Nascida na cidade polaca de Sulechów, em 1962, filha de dois professores, Olga Tokarczuk é uma escritora que tem sido duramente criticada pela direita na Polónia, tendo “Os Livros de Jacob” (de 2014) estado na origem de ameaças de morte que levaram a sua editora local a contratar guarda-costas para garantir a segurança da autora.

“Criámos esta história da Polónia como um país aberto e tolerante, como um país não contaminado por quaisquer problemas com as suas minorias. No entanto, cometemos atos horrendos como colonizadores, como uma maioria nacional que suprimiu a minoria, como esclavagistas e assassinos de judeus”, disse a autora depois de vencer, pela segunda vez, o maior prémio literário polaco, com “Os Livros de Jacob”, citada pela sua tradutora para o inglês, Jennifer Croft, que tentava perceber a torrente de ódio direcionada contra a autora.

A dias de novas eleições parlamentares na Polónia, com um Governo cujo ministro da Cultura, Piotr Glinski, disse recentemente já ter tentado ler obras da escritora, sem nunca as conseguir completar, Olga Tokarczuk escreveu no New York Times, em janeiro, que “as notícias na Polónia hoje parecem um novo tipo de monstro, um monstro Frankenstein que escapou ao controlo ‘online’, e se transformou em discurso de ódio que pode ser então encontrado em todo o lado”.

“Abres o teu ‘email’ e vais ver: ‘És um pedaço de lixo e vais morrer’. ‘Sabemos onde vives’. ‘Vamos cortar-te essa cabeça estúpida’. A Internet murmura com violência”, pode ler-se no artigo de opinião motivado pelo homicídio do presidente da câmara de Gdansk, Pawel Adamowicz.

A escritora acrescentava: “Os populistas usam uma linguagem que é mais agressiva e cheia de ódio. Procuram bodes expiatórios. Na Polónia, esses bodes expiatórios são os chamados esquerdistas loucos, os amantes de ‘queers’, alemães, judeus, fantoches da União Europeia, feministas, liberais e quem quer que apoie imigrantes”.

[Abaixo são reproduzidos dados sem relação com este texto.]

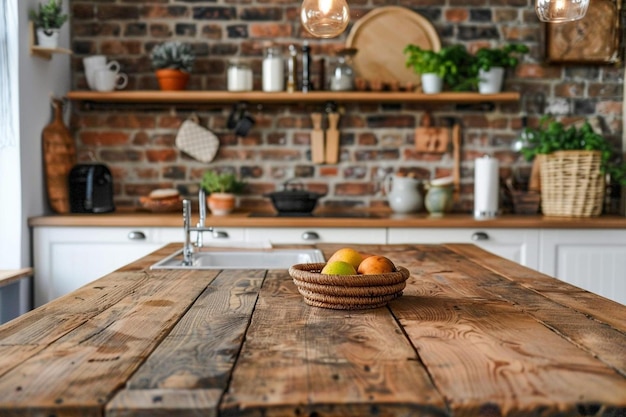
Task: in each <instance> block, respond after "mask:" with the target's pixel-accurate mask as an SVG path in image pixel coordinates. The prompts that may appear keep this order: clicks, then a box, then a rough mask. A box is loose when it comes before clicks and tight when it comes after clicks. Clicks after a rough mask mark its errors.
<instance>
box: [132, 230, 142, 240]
mask: <svg viewBox="0 0 626 417" xmlns="http://www.w3.org/2000/svg"><path fill="white" fill-rule="evenodd" d="M128 238H129V239H130V240H145V239H146V234H145V233H144V232H140V231H138V230H133V231H132V232H128Z"/></svg>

Educada na biblioteca local, da qual o pai era o responsável, Olga Tokarczuk foi motivada por uma “noção romântica de ajudar pessoas” para estudar Psicologia na Universidade de Varsóvia, e desenvolveu um fascínio pelo trabalho de Carl Jung, como o descreveu o jornal The Guardian, quando a entrevistou em 2018.

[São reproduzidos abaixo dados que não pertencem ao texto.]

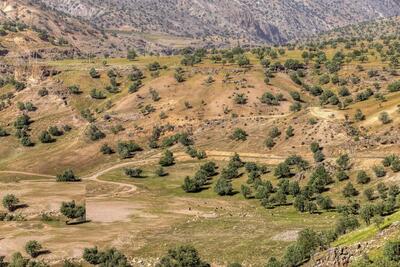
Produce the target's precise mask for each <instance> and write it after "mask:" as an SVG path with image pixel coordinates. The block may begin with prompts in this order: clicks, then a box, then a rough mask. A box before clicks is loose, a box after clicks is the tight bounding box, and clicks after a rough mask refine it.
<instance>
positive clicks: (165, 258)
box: [156, 246, 210, 267]
mask: <svg viewBox="0 0 400 267" xmlns="http://www.w3.org/2000/svg"><path fill="white" fill-rule="evenodd" d="M169 266H182V267H184V266H185V267H209V266H210V264H208V263H206V262H204V261H202V260H201V258H200V256H199V254H198V252H197V250H196V249H195V248H194V247H192V246H180V247H177V248H175V249H170V250H169V251H168V253H167V255H165V256H163V257H162V258H161V260H160V262H159V263H157V264H156V267H169Z"/></svg>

Quando adolescente, numa Polónia para lá da chamada “Cortina de Ferro”, Tokarczuk percebeu que muito do mundo lhe estava fechado: “Tudo o que era interessante estava fora da Polónia. Boa música, arte, cinema, hippies, Mick Jagger. Era impossível sequer sonhar em escapar. Estava convencida, como adolescente, que teria de passar o resto da minha vida nesta armadilha”, disse a autora à New Yorker.

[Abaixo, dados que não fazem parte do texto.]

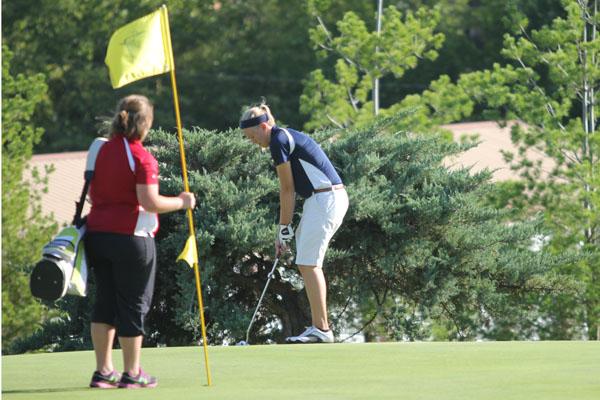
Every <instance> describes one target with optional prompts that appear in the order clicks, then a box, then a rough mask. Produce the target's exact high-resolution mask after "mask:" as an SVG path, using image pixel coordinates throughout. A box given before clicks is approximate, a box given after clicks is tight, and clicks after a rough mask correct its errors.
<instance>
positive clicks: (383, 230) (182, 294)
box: [151, 121, 574, 344]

Apesar de ter trabalhado como psicóloga clínica, abandonou o emprego quando constatou que era “muito mais neurótica” do que os seus pacientes, segundo a descrição que fez ao Financial Times (FT), para se tornar então escritora a tempo inteiro. Esse momento, de reconhecimento literário, foi o que lhe permitiu viajar pelo mundo e explorar, assim, o que sentia como distante quando mais jovem.

Apesar dos 57 anos, Tokarczuk é a escritora mais jovem a receber o Nobel da Literatura desde o chinês Mo Yan, em 2012.

Vegetariana, com umas distintivas ‘dreadlocks’ no cabelo (um estilo com nome 'plica polonica', adotado há uma década no aeroporto em Banguecoque por estar aborrecida), a autora explica várias vezes o porquê de não ter uma escrita linear.

“Nós, europeus do Centro, não usamos uma narrativa clássica linear e a minha resposta é que não temos uma história assim. A nossa perceção é diferente. A Polónia foi em tempos um poderoso país imperial que desapareceu dos mapas da Europa por mais de 100 anos. Foi partida e ocupada por nazis e russos. Surgimos e desaparecemos e não confiamos naquilo que nos é dito para acreditar”, afirmou a escritora ao FT.

Ao Guardian, adicionou uma explicação, face aos Europeus ocidentais: “Nós não confiamos na realidade tanto como vocês”.